🤖 AI Summary
This study investigates how scientific information is disseminated across social and news media by different actors, with a particular focus on the differential propagation of consensus versus counter-consensus viewpoints. Using the COVID-19 pandemic as a case study, the research integrates 1.24 million tweets and 211,000 news articles, employing large-scale text mining, cross-platform provenance tracing, and network analysis to systematically identify coordinated amplification networks for the first time. The findings reveal that individuals with medical or scientific backgrounds predominantly shape scientific discourse; however, certain counter-consensus experts exert disproportionate influence through tightly coordinated networks.

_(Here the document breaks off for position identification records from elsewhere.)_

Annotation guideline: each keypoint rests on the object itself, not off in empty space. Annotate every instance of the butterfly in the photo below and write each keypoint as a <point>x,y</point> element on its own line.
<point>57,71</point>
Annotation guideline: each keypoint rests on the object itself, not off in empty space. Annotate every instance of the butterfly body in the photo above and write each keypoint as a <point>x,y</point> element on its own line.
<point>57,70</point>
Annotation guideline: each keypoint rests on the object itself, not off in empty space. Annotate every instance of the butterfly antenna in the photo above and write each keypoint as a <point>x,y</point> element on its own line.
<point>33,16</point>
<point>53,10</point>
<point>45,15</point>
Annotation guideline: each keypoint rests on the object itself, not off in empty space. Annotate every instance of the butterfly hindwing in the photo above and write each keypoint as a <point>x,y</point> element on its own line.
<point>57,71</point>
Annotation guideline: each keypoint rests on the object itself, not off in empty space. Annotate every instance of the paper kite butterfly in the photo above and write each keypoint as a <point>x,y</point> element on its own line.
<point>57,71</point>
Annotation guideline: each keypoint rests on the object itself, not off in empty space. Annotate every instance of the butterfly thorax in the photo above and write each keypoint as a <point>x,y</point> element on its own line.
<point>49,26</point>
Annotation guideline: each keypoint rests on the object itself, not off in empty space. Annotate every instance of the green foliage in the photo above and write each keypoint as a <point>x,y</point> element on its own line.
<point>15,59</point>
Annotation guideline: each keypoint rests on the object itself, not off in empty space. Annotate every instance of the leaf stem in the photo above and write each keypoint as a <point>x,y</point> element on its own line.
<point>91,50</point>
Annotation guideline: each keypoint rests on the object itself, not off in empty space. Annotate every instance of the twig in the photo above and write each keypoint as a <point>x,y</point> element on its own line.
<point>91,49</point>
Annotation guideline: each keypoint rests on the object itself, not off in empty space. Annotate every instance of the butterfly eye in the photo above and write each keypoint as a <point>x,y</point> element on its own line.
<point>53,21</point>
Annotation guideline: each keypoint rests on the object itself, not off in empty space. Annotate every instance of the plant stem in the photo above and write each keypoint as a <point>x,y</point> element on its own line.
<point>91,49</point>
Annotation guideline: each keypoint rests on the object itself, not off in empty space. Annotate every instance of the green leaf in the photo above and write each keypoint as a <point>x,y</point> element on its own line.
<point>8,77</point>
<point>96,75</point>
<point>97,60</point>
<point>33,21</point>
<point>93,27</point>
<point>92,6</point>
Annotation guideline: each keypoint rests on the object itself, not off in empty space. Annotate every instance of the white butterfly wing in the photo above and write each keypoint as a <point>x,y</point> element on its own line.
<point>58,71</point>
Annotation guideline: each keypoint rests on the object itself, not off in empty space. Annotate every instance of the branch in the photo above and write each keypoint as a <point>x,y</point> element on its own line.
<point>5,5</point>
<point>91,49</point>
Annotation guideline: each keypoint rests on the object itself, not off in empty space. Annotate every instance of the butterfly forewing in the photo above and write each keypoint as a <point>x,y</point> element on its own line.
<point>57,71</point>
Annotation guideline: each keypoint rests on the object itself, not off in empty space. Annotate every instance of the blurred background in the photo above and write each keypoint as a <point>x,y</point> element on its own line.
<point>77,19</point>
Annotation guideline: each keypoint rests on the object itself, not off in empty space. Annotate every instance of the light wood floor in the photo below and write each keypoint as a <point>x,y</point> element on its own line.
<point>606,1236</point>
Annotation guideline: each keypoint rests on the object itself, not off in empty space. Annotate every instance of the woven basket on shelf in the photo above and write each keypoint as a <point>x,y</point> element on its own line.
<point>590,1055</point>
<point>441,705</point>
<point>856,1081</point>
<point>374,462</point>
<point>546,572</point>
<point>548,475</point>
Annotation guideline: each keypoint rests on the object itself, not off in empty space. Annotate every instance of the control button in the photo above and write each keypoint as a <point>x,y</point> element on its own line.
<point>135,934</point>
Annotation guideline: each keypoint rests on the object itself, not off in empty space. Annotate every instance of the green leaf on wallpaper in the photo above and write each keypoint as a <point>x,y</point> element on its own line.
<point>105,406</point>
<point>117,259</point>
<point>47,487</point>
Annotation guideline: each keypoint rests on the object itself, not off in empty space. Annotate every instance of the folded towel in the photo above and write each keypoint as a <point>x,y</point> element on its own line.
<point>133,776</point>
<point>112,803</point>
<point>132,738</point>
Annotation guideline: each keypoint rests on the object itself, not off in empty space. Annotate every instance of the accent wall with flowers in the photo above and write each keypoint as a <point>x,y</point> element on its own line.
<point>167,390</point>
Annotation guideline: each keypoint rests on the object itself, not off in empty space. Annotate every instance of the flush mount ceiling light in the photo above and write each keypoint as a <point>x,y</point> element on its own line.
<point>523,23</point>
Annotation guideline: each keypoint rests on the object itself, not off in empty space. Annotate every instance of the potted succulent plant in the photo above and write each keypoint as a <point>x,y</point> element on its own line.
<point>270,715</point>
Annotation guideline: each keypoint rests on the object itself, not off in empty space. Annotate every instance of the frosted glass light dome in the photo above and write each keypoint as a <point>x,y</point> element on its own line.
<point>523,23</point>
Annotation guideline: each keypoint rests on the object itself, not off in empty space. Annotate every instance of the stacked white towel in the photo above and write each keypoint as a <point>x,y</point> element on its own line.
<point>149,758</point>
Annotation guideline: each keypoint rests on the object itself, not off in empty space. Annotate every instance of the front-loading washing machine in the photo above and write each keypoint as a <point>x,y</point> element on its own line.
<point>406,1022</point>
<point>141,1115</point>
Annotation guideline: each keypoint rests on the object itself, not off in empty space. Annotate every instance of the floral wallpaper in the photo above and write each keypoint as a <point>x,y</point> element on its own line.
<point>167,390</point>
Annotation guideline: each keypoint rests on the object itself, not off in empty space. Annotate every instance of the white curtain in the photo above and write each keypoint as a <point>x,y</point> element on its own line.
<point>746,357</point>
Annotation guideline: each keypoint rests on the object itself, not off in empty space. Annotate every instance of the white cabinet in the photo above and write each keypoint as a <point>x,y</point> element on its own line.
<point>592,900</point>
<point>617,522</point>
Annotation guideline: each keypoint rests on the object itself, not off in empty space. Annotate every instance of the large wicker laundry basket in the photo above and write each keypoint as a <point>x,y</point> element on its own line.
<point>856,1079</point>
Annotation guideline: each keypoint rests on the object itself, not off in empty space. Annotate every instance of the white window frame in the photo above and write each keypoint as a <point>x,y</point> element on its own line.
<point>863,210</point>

Moreover, mainstream media and pseudoscientific sources exhibit marked divergence in their citation of scientific literature, and news coverage generally lags behind the rapid diffusion driven by social media superspreaders.
📝 Abstract
Online discussions of science involve complex interactions among experts, news media, and social media users as they interpret and disseminate scientific findings. While prior work has examined these actors in isolation, their interplay in shaping science communication remains poorly understood. Using the COVID-19 pandemic as a case study, we analyze 1.24M tweets and 211k news articles that reference pandemic-related scientific papers. We find that the most influential Twitter accounts in this discourse are predominantly individuals with medical or research credentials. However, we also identify a coordinated network that disproportionately amplifies a small set of prominent credentialed experts who advance contrarian, anti-consensus positions on vaccines, lockdowns, and related topics. The papers promoted by these influential actors substantially overlap with those covered by news media, but with key differences: pro-consensus experts primarily engage with studies featured by mainstream and medical outlets, whereas contrarian experts align more closely with papers promoted by low-quality, pseudoscientific, or conspiratorial sources. Notably, news outlets tend to report on scientific studies after they have been highlighted by social media superspreaders. Together, these findings reveal multi-level pathways of information flow and coordinated amplification structures that shape science communication across social media and news, offering new insights into the dynamics of the broader information ecosystem.